Dutch painter extraordinaire Rembrandt gifted the world The Anatomy Lesson in 1632. Seven surgeons in black crane forward, white ruffs, all ears on the good Doctor Nicolaes Tulp, laying bare the tendons in the opened forearm of a pale, sallow corpse. Anatomy lessons were public spectacles then, ticketed, seated, sold out. Almost four centuries later, his compatriot Duran Lantink staged his own in Paris. For his first Haute Couture collection at Jean Paul Gaultier, the Dutchman took the silhouette apart in public, chopped, dislocated, deconstructed, before an audience as riveted as Tulp’s surgeons.

 

Lantink and his team gave their very own unearthly anatomy lesson. A torso came glitched, gowns split at the hips and let their insides loose, tulle pouring through where the seams gave way. A column of flamingo pink feathers grew tubular coils that wound around the shoulders like limbs of its own. And one burgundy velvet gown wore a gilded glass case over the sternum, a bouquet of lavender sealed inside, the chest turned display cabinet, the organ on show. “I want to challenge the garment itself,” Lantink explained in a statement, “to push it to the very limits of its sculptural potential.” And there lies the true definition of Haute Couture, the one this House has always defended. Couture is not (only) the most expensive way of making clothes. It is the luxury of experimentation itself, the only place where the greatest savoir-faire on earth is put in service of asking what a garment even is, and how far it can be pushed before it becomes another creature.
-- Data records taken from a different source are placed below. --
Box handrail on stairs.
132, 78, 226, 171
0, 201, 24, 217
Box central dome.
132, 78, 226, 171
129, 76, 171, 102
Every distorted silhouette in Paris this week has earned the same tired caption, a reflection on artificial intelligence. The reflex is starting to grate, as though our collective imagination had shrunk to the size of a chatbot window. As though a garment could no longer be strange without a machine taking the credit. Using AI to make things has already become second nature. Let us at least spare ourselves the habit of using it as a reference for everything we cannot immediately explain. On Lantink’s desk throughout the making of the collection sat a book of the costumes Gaultier designed for choreographer Régine Chopinot, among them the graphic, topiary silhouettes of her 1985 piece Le Défilé. Drawn forty years ago, by hand, for dancers. The strangeness never needed an algorithm. It was in the House’s bloodstream all along.

The other ghost in the room wore panniers. Lantink’s main reference was Marie Antoinette, who perfected the art of taking up space, and the collection takes her at her word. Hips stretch sideways into rigid horizontal arms that burst into burgundy tulle at their tips. A sphere of pleated velvet swells around the waist like a planet with a woman passing through it. A stiff bell of a gown, 3D printed then flocked and laced entirely by hand, stands on its own architecture. Tulle spills from bustles, from under a padded coat, the inside of the wardrobe escaping into the room. Nothing here apologises for its footprint. In an age that keeps asking women to take up less space, couture remains the one place where a silhouette may legitimately demand three seats.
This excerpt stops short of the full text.